Mallemala Entertainments
- Company type: Private
- Industry: Television
- Genre: Entertainment
- Founded: 10 April 1992; 34 years ago in Hyderabad, India
- Founder: Shyam Prasad Reddy
- Headquarters: Hyderabad, Telangana, India
- Area served: India
- Key people: M Deepthi Reddy
- Products: TV shows Film production
- Subsidiaries: M. S. Art Movies (1988–1991)

= Mallemala Entertainments =

Production house for television shows

Mallemala Entertainments is an Indian media and entertainment company which produces films and television programs. Its television productions include reality TV shows, comedy shows, game shows, entertainment and factual programming in Telugu.

Its notable productions includes TV shows like Jabardasth, Extra Jabardasth, Star Mahila, Dhee, and Manasu Mamata. It produced films like Ammoru (1995), Anji (2004), and Arundhati (2009). Mallemala Entertainments also owns the entertainment website 123Telugu.com.

== History ==
Shyam Prasad Reddy made his debut as a producer in Tollywood with the film Thalambralu in 1987 under the banner M. S. Art Movies. Later in 1992, he founded Mallemala Entertainments and started producing films under this banner.

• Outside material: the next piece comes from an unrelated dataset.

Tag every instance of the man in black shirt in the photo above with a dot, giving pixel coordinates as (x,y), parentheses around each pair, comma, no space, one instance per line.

He ventured into Television with the reality game show Star Mahila which became a popular show of the time.

Over the time, the company continued to produce various shows and series on television and became a complete television-only production company.

== Films ==

| Film | Year | Director |
| Aagraham | 1993 | Kodi Ramakrishna |
| Ammoru | 1995 |
| Anji | 2004 |
| Arundhati | 2009 |

== Television shows ==

| Series/Show | Genre | Channel | First aired | Last Aired | Notes | Ref(s) |
| Star Mahila | Game show |  | 1 January 2007 | 3 April 2021 | Two seasons |  |
| Sravana Meghalu | Drama |  | 2007 | 2007 | Abruptly Ended |  |
| Thoorpu Velle Railu | Drama |  | 2008 | 29 January 2011 |  |  |
| Dhee | Reality Dance |  | 2009 | Present | 15th season ongoing |  |
| Manasu Mamata | Drama Romance | ETV | 31 January 2011 | 17 November 2021 |  |  |
| Jabardasth | Comedy | 7 February 2013 | Present |  |  |
| Extra Jabardasth | Comedy | 10 October 2014 | Present |  |  |
| Babai Hotel | Cooking | ETV Abiruchi | 1 August 2017 |  |  |  |
| Cash S2 | Game show | ETV | 3 March 2018 | December 2022 |  |  |
| Nuvvu Ready Nenu Ready | Game show |  | 20 August 2020 |  |  |  |
| Sridevi Drama Company | Comedy |  | 31 January 2021 | Present |  |  |
| Rechi | Comedy |  | 2021 | Present |  |  |
| Rangula Ratnam | Drama |  | 17 November 2021 | Present |  |  |
| Geetha Govindam | Drama Romance |  | 2 February 2022 | 15 April 2023 |  |  |
| Suma Adda | Comedy talk show |  | 7 January 2023 | Present |  |  |
| Pelli Pusthakam | Drama Romance |  | 17 April 2023 | Present |  |  |

== Digital media ==
Mallemala Entertainments also owns the entertainment website 123Telugu.com. It features information on film news and updates, film reviews, interviews with entertainment personalities, OTT and TV news. The website is available in both Telugu and English languages.